Setelah kematian ayahnya, Risa Adelia Putri (17) harus kembali ke rumah tua warisan mendiang ibunya yang kosong selama sepuluh tahun. Rumah itu menyimpan kenangan kelam: kematian misterius sang ibu yang tak pernah terungkap. Sejak tinggal di sana, Risa dihantui kejadian aneh dan bisikan gaib. Ia merasa arwah ibunya mencoba berkomunikasi, namun ingatannya tentang malam tragis itu sangat kabur. Dibantu Kevin Pratama, teman sekolahnya yang cerdas namun skeptis, Risa mulai menelusuri jejak masa lalu yang sengaja dikubur dalam-dalam. Setiap petunjuk yang mereka temukan justru menyeret Risa pada konflik batin yang hebat dan bahaya yang tak terduga. Siapa sebenarnya dalang di balik semua misteri ini? Apakah Bibi Lastri, wali Risa yang tampak baik hati, menyimpan rahasia gelap? Bersiaplah untuk plot twist mencengangkan yang akan menguak kebenaran pahit di balik dinding-dinding usang rumah terkutuk ini, dan saksikan bagaimana Risa harus berjuang menghadapi trauma, dan Pengkhianatan
Karya ini diterbitkan atas izin NovelToon Bangjoe, isi konten hanyalah pandangan pribadi pembuatnya, tidak mewakili NovelToon sendiri
BAB 26: Terjebak di Sarang Kematian
Risa terhuyung, kakinya merasakan tumpuan lantai kayu yang berderak dan licin. Bau apak debu, lumut, dan sesuatu yang amis menyengat hidungnya, membuat perutnya mual. Gelap. Gelap sekali. Celah cahaya di belakangnya, portal dari cermin, kini benar-benar tertutup, seolah pintu menuju dunia lain baru saja dihempaskan. Hanya ada kegelapan absolut yang pekat, menelan segala sisa keberaniannya.

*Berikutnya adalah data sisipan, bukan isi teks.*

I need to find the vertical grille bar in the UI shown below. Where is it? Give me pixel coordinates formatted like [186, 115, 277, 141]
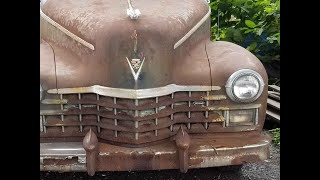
[154, 97, 159, 136]
[78, 93, 82, 132]
[223, 110, 229, 127]
[188, 91, 191, 129]
[42, 115, 47, 133]
[60, 94, 64, 132]
[134, 99, 139, 140]
[113, 97, 118, 137]
[97, 94, 101, 133]
[40, 116, 43, 132]
[170, 93, 174, 131]
[254, 108, 259, 125]
[204, 91, 210, 129]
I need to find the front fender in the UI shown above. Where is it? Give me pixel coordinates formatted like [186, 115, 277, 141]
[206, 41, 268, 129]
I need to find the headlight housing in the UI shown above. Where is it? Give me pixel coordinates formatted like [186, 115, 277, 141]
[225, 69, 264, 103]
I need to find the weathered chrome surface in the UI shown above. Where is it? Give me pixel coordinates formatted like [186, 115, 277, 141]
[40, 134, 271, 171]
[48, 84, 221, 99]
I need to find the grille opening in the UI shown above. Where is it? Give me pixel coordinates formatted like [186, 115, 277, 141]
[40, 91, 229, 144]
[43, 157, 78, 166]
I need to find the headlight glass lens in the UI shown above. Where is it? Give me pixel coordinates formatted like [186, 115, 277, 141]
[233, 75, 260, 100]
[226, 69, 264, 102]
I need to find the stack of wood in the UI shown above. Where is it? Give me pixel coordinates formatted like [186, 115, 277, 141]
[267, 85, 280, 124]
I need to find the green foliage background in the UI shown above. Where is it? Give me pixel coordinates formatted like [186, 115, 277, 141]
[209, 0, 280, 63]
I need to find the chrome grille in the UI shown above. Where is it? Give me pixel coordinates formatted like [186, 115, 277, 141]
[40, 84, 260, 144]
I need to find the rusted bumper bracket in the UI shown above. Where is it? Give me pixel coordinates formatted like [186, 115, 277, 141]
[40, 132, 270, 175]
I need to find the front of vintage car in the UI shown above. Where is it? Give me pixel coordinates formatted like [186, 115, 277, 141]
[40, 0, 270, 175]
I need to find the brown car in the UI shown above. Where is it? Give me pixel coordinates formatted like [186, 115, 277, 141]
[40, 0, 270, 175]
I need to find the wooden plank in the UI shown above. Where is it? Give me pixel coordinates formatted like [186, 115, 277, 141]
[269, 85, 280, 92]
[267, 109, 280, 123]
[267, 98, 280, 111]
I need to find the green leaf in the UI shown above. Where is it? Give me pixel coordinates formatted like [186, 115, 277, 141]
[244, 29, 253, 34]
[244, 20, 257, 28]
[257, 28, 264, 36]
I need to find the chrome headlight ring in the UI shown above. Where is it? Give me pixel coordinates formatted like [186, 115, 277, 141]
[225, 69, 264, 103]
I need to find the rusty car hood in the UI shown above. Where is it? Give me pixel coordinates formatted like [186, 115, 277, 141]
[41, 0, 208, 46]
[40, 0, 211, 89]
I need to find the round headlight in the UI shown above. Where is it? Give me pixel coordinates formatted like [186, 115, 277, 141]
[225, 69, 264, 102]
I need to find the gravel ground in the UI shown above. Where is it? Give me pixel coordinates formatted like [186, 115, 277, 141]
[40, 145, 280, 180]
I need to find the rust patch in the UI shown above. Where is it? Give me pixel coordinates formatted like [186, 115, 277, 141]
[43, 157, 78, 166]
[201, 95, 227, 101]
[231, 155, 260, 164]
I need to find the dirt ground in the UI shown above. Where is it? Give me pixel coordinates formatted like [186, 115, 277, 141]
[40, 144, 280, 180]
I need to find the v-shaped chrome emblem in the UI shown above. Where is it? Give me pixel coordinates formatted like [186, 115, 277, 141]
[126, 57, 145, 81]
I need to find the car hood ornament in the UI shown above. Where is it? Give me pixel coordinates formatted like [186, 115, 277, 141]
[127, 0, 141, 19]
[126, 30, 145, 82]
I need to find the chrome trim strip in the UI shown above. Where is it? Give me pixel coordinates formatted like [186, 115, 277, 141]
[40, 8, 94, 50]
[48, 84, 221, 99]
[173, 7, 211, 49]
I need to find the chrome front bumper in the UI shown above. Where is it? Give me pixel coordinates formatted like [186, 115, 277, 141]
[40, 133, 270, 175]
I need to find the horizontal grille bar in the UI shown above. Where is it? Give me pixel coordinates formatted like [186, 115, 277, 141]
[48, 84, 221, 99]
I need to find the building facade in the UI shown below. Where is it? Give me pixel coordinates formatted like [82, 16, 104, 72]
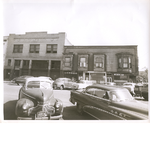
[63, 46, 138, 84]
[4, 32, 138, 83]
[4, 32, 71, 79]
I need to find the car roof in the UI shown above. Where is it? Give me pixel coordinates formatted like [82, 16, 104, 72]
[86, 84, 126, 91]
[56, 78, 71, 80]
[26, 77, 50, 82]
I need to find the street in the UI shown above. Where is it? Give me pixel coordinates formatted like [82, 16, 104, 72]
[3, 82, 95, 120]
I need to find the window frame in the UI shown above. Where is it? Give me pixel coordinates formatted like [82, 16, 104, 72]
[118, 55, 132, 69]
[79, 57, 87, 68]
[13, 44, 23, 53]
[29, 44, 40, 53]
[14, 60, 21, 67]
[46, 44, 58, 53]
[64, 57, 71, 67]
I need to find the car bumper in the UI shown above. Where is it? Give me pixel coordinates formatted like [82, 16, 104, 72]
[17, 115, 63, 120]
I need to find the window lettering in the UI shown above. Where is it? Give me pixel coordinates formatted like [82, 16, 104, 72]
[30, 44, 40, 53]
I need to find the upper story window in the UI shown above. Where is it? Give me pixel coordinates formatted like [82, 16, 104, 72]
[15, 60, 21, 67]
[65, 57, 71, 67]
[95, 57, 103, 68]
[23, 60, 29, 67]
[80, 57, 86, 67]
[118, 56, 132, 68]
[46, 44, 57, 53]
[51, 61, 60, 69]
[13, 44, 23, 53]
[8, 59, 11, 66]
[30, 44, 40, 53]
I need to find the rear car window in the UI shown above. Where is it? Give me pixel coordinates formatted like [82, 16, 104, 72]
[27, 81, 51, 89]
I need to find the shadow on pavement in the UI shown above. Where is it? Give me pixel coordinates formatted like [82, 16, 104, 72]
[63, 106, 96, 120]
[4, 100, 95, 120]
[4, 100, 17, 120]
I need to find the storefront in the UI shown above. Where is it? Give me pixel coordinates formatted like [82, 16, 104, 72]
[114, 73, 129, 85]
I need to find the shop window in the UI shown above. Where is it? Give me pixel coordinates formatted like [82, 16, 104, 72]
[13, 44, 23, 53]
[118, 56, 132, 68]
[65, 57, 71, 67]
[30, 44, 40, 53]
[15, 60, 21, 67]
[8, 59, 11, 66]
[95, 57, 103, 68]
[46, 44, 57, 53]
[51, 61, 60, 69]
[80, 58, 86, 67]
[23, 60, 29, 67]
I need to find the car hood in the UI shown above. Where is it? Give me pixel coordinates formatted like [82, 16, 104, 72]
[109, 100, 148, 118]
[23, 89, 55, 105]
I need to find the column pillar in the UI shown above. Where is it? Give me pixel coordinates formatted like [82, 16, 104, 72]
[29, 59, 32, 75]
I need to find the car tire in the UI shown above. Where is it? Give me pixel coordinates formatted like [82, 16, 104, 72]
[60, 85, 64, 90]
[76, 103, 84, 115]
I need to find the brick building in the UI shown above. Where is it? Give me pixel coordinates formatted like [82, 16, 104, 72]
[63, 46, 138, 84]
[4, 32, 70, 79]
[4, 32, 138, 83]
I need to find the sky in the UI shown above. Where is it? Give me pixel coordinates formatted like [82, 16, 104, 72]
[2, 0, 150, 69]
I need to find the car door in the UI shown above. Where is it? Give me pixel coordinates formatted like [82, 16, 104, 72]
[83, 88, 121, 120]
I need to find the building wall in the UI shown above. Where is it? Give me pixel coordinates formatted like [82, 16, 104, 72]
[64, 45, 138, 81]
[4, 32, 138, 84]
[4, 32, 66, 78]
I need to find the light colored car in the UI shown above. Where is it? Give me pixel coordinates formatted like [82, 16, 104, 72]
[11, 75, 33, 85]
[53, 78, 76, 90]
[123, 82, 136, 95]
[15, 77, 63, 120]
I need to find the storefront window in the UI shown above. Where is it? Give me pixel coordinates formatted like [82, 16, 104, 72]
[118, 56, 132, 68]
[95, 57, 103, 68]
[80, 58, 86, 67]
[65, 57, 71, 67]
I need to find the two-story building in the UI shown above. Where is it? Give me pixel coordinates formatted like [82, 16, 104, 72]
[4, 32, 71, 79]
[4, 32, 138, 83]
[63, 45, 138, 84]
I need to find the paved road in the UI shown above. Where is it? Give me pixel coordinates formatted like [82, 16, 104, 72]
[4, 82, 95, 120]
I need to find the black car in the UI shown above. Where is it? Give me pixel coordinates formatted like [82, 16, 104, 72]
[70, 84, 148, 120]
[11, 75, 33, 85]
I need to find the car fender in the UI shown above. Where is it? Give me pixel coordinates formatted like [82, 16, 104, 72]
[15, 98, 34, 117]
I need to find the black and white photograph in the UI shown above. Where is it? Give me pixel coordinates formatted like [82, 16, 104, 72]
[0, 0, 150, 150]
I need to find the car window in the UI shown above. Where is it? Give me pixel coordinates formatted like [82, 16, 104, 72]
[86, 88, 106, 98]
[27, 81, 51, 89]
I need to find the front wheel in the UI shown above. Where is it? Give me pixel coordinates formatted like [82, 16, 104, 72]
[60, 85, 64, 90]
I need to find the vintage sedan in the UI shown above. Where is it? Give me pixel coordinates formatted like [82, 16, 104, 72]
[15, 77, 63, 120]
[70, 84, 148, 120]
[11, 75, 33, 85]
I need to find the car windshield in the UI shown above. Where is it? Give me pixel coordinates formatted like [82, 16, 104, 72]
[109, 90, 133, 101]
[124, 84, 132, 86]
[27, 81, 51, 89]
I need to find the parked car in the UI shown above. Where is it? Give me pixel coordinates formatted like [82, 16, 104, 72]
[11, 75, 33, 85]
[74, 80, 96, 89]
[105, 82, 116, 85]
[123, 82, 136, 95]
[134, 83, 148, 101]
[39, 76, 54, 87]
[15, 77, 63, 120]
[70, 84, 148, 120]
[53, 78, 76, 90]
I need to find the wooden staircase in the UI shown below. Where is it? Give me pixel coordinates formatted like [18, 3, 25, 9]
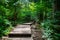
[3, 23, 33, 40]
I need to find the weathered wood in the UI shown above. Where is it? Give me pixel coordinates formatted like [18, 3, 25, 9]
[8, 37, 33, 40]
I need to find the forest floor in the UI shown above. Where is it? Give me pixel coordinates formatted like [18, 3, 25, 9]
[1, 23, 42, 40]
[32, 25, 42, 40]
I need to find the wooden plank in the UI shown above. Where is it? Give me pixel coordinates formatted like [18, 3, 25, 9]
[16, 25, 31, 28]
[8, 37, 33, 40]
[10, 28, 31, 34]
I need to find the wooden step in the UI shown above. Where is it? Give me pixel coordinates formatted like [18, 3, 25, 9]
[8, 37, 33, 40]
[8, 34, 31, 38]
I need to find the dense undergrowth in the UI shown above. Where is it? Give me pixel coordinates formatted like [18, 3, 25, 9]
[0, 0, 60, 40]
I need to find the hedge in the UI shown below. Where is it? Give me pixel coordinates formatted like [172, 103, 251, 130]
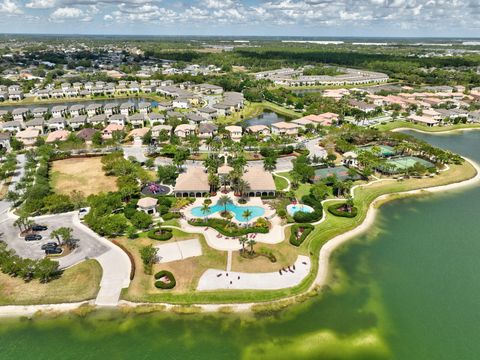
[328, 203, 358, 218]
[290, 224, 314, 246]
[188, 219, 269, 237]
[147, 228, 173, 241]
[155, 270, 177, 289]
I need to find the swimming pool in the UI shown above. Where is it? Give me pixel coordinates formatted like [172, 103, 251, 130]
[287, 204, 314, 216]
[192, 203, 265, 222]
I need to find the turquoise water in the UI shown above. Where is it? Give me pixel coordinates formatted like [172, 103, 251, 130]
[287, 204, 314, 216]
[0, 131, 480, 360]
[192, 203, 265, 222]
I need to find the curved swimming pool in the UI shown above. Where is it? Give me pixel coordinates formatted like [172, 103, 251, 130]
[192, 203, 265, 222]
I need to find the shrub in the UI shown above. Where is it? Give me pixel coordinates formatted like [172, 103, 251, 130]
[155, 270, 177, 289]
[147, 228, 173, 241]
[328, 203, 358, 218]
[123, 203, 137, 219]
[290, 224, 314, 246]
[162, 213, 182, 221]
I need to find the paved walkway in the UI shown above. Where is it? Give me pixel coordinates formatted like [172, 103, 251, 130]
[197, 255, 311, 290]
[74, 215, 132, 306]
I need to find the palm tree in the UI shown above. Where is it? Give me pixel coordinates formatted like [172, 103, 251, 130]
[218, 195, 232, 212]
[242, 209, 252, 224]
[247, 239, 257, 255]
[238, 236, 248, 252]
[200, 203, 210, 219]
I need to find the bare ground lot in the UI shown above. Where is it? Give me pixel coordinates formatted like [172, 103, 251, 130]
[50, 156, 117, 196]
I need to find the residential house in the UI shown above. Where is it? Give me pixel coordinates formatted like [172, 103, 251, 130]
[138, 101, 152, 115]
[1, 120, 23, 133]
[245, 125, 270, 136]
[87, 104, 103, 117]
[147, 113, 165, 125]
[87, 114, 107, 126]
[174, 124, 197, 138]
[25, 118, 45, 134]
[198, 124, 218, 139]
[77, 128, 98, 145]
[47, 117, 65, 131]
[152, 125, 172, 139]
[67, 115, 87, 130]
[52, 105, 68, 118]
[120, 102, 135, 116]
[107, 114, 127, 126]
[128, 114, 145, 127]
[102, 123, 125, 140]
[12, 108, 30, 122]
[15, 129, 40, 146]
[103, 103, 120, 117]
[271, 121, 300, 136]
[32, 107, 48, 118]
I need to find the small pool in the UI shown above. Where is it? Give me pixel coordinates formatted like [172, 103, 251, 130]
[192, 203, 265, 222]
[287, 204, 315, 216]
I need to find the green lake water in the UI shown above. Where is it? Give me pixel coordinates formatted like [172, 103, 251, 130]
[0, 131, 480, 360]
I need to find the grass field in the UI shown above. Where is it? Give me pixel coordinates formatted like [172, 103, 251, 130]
[117, 229, 227, 302]
[50, 157, 117, 196]
[0, 260, 102, 305]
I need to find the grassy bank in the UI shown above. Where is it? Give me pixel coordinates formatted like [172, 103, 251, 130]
[0, 260, 102, 305]
[123, 162, 476, 304]
[375, 120, 480, 133]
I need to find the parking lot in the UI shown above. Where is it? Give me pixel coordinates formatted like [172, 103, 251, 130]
[0, 213, 109, 268]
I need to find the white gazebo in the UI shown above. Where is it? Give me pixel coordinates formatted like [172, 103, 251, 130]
[137, 197, 158, 215]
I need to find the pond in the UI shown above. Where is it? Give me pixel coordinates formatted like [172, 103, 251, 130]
[239, 110, 292, 127]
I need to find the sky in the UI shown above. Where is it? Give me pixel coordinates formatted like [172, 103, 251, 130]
[0, 0, 480, 37]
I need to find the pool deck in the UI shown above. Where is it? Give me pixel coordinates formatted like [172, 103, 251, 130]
[183, 192, 275, 226]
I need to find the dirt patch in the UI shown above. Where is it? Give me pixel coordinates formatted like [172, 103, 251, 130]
[50, 157, 117, 196]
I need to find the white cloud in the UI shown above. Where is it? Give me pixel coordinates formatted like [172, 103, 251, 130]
[0, 0, 23, 15]
[25, 0, 56, 9]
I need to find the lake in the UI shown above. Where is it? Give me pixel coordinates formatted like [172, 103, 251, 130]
[0, 131, 480, 360]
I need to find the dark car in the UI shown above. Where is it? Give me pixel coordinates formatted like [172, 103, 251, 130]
[45, 247, 63, 255]
[41, 242, 58, 250]
[25, 234, 42, 241]
[32, 224, 48, 231]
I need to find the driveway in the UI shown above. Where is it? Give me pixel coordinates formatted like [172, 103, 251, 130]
[0, 213, 108, 268]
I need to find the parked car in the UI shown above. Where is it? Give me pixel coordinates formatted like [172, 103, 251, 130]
[25, 234, 42, 241]
[45, 247, 63, 255]
[32, 224, 48, 231]
[41, 242, 58, 250]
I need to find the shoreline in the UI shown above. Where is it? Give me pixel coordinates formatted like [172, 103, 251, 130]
[390, 127, 480, 135]
[0, 157, 480, 318]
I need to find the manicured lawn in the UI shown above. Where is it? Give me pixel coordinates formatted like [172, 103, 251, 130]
[50, 157, 117, 196]
[0, 260, 102, 305]
[273, 175, 288, 191]
[376, 120, 480, 133]
[117, 229, 227, 302]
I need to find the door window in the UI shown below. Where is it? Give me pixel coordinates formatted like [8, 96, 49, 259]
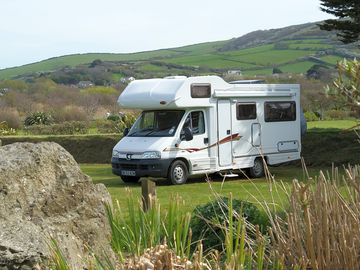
[181, 111, 205, 139]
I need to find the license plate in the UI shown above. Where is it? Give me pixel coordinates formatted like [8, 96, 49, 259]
[121, 171, 136, 176]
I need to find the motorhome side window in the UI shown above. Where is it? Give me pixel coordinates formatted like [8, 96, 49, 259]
[180, 111, 205, 139]
[191, 83, 211, 98]
[128, 110, 184, 137]
[265, 101, 296, 122]
[236, 103, 256, 120]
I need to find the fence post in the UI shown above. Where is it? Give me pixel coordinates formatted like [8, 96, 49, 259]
[141, 178, 156, 212]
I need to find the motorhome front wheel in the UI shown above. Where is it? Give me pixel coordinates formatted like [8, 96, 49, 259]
[168, 160, 188, 185]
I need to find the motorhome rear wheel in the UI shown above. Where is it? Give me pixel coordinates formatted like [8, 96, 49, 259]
[168, 160, 188, 185]
[250, 158, 265, 178]
[121, 176, 140, 183]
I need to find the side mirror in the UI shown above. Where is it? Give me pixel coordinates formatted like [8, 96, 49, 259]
[184, 127, 194, 141]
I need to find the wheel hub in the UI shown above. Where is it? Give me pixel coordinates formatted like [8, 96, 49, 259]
[174, 166, 184, 180]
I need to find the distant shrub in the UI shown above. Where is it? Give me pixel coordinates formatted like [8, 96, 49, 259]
[95, 113, 136, 133]
[190, 197, 269, 250]
[54, 105, 89, 123]
[325, 110, 348, 120]
[24, 112, 54, 126]
[82, 86, 118, 95]
[304, 111, 319, 122]
[0, 121, 16, 136]
[0, 108, 21, 129]
[106, 114, 121, 121]
[96, 120, 121, 133]
[25, 121, 88, 135]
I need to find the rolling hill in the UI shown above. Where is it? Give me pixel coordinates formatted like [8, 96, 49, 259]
[0, 23, 360, 81]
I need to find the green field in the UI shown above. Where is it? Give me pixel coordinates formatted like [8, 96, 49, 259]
[0, 23, 358, 80]
[307, 120, 360, 132]
[81, 164, 330, 214]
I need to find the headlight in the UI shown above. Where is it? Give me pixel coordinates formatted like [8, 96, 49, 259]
[113, 150, 120, 157]
[141, 151, 161, 159]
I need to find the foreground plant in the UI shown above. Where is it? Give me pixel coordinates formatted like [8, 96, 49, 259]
[106, 190, 191, 261]
[270, 166, 360, 270]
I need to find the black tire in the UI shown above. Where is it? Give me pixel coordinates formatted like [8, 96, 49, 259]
[249, 158, 265, 178]
[168, 160, 189, 185]
[121, 176, 140, 183]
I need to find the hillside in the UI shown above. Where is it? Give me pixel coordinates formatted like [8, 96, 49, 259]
[0, 23, 360, 81]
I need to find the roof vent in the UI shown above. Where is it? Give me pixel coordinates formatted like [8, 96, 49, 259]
[164, 76, 187, 79]
[229, 80, 265, 84]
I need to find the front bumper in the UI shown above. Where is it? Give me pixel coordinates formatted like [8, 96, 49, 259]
[111, 157, 173, 177]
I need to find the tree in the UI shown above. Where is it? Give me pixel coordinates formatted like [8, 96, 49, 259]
[327, 59, 360, 110]
[319, 0, 360, 43]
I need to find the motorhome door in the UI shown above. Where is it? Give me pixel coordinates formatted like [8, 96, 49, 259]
[217, 100, 232, 166]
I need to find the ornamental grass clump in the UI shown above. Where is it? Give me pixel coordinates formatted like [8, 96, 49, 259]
[270, 166, 360, 270]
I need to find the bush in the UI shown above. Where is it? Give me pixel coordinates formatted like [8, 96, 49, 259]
[190, 197, 269, 251]
[106, 114, 121, 122]
[54, 105, 88, 123]
[96, 114, 136, 134]
[24, 112, 54, 126]
[0, 121, 16, 136]
[25, 121, 88, 135]
[0, 108, 21, 129]
[304, 111, 319, 122]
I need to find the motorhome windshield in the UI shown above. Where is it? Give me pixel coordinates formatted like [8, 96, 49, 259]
[128, 111, 184, 137]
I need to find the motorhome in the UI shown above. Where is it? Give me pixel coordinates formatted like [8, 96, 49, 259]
[111, 76, 301, 184]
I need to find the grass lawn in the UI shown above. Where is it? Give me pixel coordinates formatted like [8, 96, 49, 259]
[81, 164, 328, 214]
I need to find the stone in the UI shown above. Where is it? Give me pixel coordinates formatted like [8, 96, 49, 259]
[0, 142, 115, 270]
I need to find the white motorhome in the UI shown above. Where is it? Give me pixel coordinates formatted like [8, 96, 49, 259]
[111, 76, 301, 184]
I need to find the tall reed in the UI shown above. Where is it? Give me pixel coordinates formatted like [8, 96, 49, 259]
[270, 166, 360, 270]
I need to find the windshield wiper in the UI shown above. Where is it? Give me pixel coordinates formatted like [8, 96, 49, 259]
[129, 128, 154, 137]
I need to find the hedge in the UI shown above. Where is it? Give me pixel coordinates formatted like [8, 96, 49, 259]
[0, 132, 360, 166]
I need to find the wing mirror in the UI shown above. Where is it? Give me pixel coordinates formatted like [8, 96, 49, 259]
[184, 127, 194, 141]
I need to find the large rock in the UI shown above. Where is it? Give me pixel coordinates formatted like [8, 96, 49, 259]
[0, 143, 114, 269]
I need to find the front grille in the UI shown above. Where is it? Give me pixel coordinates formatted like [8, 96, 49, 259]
[139, 165, 149, 171]
[119, 163, 137, 170]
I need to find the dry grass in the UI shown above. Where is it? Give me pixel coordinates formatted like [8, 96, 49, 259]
[270, 166, 360, 270]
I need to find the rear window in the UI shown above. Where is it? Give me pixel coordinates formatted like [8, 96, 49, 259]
[265, 101, 296, 122]
[236, 103, 256, 120]
[191, 83, 211, 98]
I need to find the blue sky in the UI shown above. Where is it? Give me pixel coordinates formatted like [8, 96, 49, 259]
[0, 0, 330, 69]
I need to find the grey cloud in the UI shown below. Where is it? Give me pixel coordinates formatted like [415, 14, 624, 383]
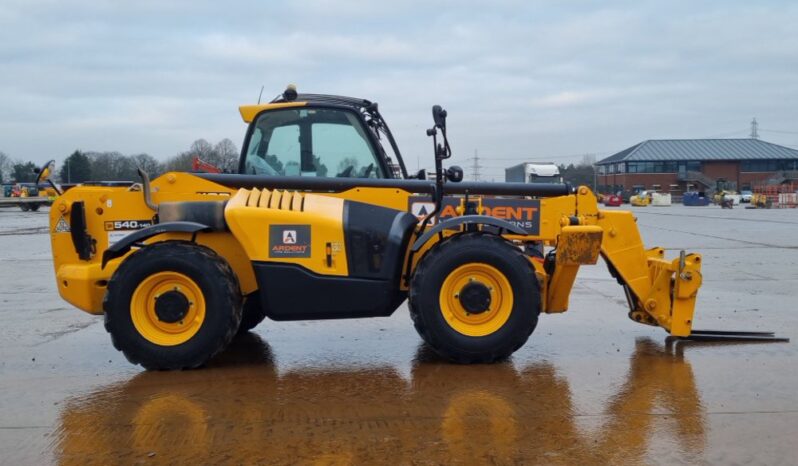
[0, 0, 798, 180]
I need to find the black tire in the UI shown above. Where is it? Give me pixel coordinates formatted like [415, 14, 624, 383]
[238, 291, 266, 333]
[103, 241, 242, 370]
[409, 233, 540, 364]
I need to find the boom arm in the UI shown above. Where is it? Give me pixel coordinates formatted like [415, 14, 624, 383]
[545, 186, 701, 337]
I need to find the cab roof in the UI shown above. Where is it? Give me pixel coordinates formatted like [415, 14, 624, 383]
[238, 94, 377, 123]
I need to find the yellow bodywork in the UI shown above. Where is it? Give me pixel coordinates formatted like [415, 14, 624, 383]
[50, 169, 701, 336]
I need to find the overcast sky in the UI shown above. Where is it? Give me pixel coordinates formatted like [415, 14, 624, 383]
[0, 0, 798, 179]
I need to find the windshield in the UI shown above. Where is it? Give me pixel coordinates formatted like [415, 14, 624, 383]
[244, 108, 385, 178]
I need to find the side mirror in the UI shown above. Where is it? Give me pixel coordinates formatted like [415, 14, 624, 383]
[432, 105, 446, 130]
[33, 160, 55, 186]
[446, 165, 463, 183]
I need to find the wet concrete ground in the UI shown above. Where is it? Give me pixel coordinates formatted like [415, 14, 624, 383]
[0, 206, 798, 465]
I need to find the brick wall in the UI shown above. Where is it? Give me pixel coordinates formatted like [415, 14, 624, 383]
[701, 162, 740, 185]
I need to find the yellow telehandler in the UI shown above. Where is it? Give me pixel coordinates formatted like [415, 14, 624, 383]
[45, 87, 788, 369]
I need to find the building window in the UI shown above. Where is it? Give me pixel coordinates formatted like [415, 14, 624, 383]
[740, 160, 798, 172]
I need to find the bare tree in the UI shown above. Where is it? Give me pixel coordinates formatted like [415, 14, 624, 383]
[213, 138, 239, 172]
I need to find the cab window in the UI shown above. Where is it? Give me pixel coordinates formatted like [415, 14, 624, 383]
[244, 108, 385, 178]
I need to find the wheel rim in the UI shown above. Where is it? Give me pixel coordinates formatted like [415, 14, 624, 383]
[130, 272, 205, 346]
[440, 263, 513, 337]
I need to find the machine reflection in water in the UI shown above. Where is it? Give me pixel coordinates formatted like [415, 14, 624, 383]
[54, 333, 706, 464]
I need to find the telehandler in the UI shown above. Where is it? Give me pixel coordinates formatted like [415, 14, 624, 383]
[45, 87, 788, 369]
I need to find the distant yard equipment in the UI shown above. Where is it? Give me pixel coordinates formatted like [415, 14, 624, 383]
[504, 162, 563, 184]
[712, 189, 743, 208]
[43, 87, 788, 369]
[0, 160, 54, 212]
[682, 191, 710, 207]
[191, 156, 222, 173]
[602, 194, 623, 207]
[629, 191, 671, 207]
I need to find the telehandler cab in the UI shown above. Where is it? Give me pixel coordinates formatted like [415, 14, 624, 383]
[45, 87, 788, 369]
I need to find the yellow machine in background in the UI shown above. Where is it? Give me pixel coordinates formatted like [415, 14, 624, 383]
[45, 88, 788, 369]
[629, 191, 651, 207]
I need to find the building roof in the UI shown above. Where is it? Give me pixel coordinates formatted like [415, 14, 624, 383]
[598, 139, 798, 164]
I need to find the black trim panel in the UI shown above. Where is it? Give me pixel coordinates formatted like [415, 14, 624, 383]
[252, 262, 407, 320]
[101, 222, 210, 268]
[411, 215, 529, 252]
[343, 201, 418, 280]
[69, 201, 94, 261]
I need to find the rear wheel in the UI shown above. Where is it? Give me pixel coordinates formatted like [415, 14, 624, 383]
[409, 233, 540, 363]
[103, 241, 241, 369]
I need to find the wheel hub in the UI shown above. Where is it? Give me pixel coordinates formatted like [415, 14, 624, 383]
[458, 281, 491, 314]
[155, 290, 191, 324]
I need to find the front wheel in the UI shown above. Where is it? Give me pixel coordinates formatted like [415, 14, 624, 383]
[103, 241, 242, 369]
[409, 233, 540, 363]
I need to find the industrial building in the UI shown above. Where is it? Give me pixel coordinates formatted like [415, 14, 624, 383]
[596, 138, 798, 196]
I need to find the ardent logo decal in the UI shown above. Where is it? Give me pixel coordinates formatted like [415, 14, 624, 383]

“Kevin!” Suara Risa serak, bergetar, nyaris tak terdengar. Ia tak bisa melihat apa-apa. Tangannya meraba-raba di depannya, mencari pegangan, mencari keberadaan Kevin yang tadi ia lihat terbaring lemah. Detak jantungnya berpacu, memukul-mukul rusuknya seolah ingin melarikan diri dari sangkarnya. Rasa dingin yang menusuk tulang itu kembali datang, lebih pekat, lebih kejam. Kali ini bukan hanya dinginnya loteng, tapi dinginnya kehadiran.
Sebuah bisikan menusuk telinganya, tepat di belakang lehernya. "*Selamat datang, Risa... putriku...*". Suara itu bukan suara ibunya yang lembut, bukan bisikan yang menenangkan seperti yang sering ia dengar. Ini suara yang berdesis, parau, penuh amarah dan dendam. Bulu kuduk Risa meremang. Liontin kunci di dadanya terasa membara, panasnya terasa seperti api yang siap membakar kulitnya.
Kevin! Ia harus menemukan Kevin. Dengan sisa tenaga yang ia punya, Risa mencoba melangkah maju, tangannya masih terulur ke depan. Kakinya tersandung sesuatu yang lunak, lalu terbentur benda keras. Ia jatuh tersungkur, lututnya menghantam lantai kayu. Debu tebal beterbangan, menyesakkan napas.
“Uhuk! Uhuk!” Risa terbatuk-batuk, matanya berusaha menyesuaikan diri dengan kegelapan. Sedikit cahaya rembulan yang samar-samar menyusup lewat celah kecil di jendela loteng, memungkinkan matanya menangkap siluet. Dan apa yang ia lihat membuat napasnya tercekat.
Kevin. Ia terbaring tak berdaya hanya beberapa jengkal darinya. Wajahnya pucat pasi, bibirnya kebiruan. Tubuhnya bergetar hebat, dan tangannya mencengkeram erat dadanya, tepat di posisi jantungnya. Di atas Kevin, melayang sesosok bayangan hitam, tinggi, dengan rambut panjang terurai yang menari-nari seperti ular. Matanya merah menyala, memancarkan kebencian yang tak terhingga. Tangannya yang kurus, dengan kuku panjang yang tajam, kini sudah berada sangat dekat dengan dada Kevin, siap untuk menembusnya. Sosok itu menyeringai, menunjukkan barisan gigi yang runcing.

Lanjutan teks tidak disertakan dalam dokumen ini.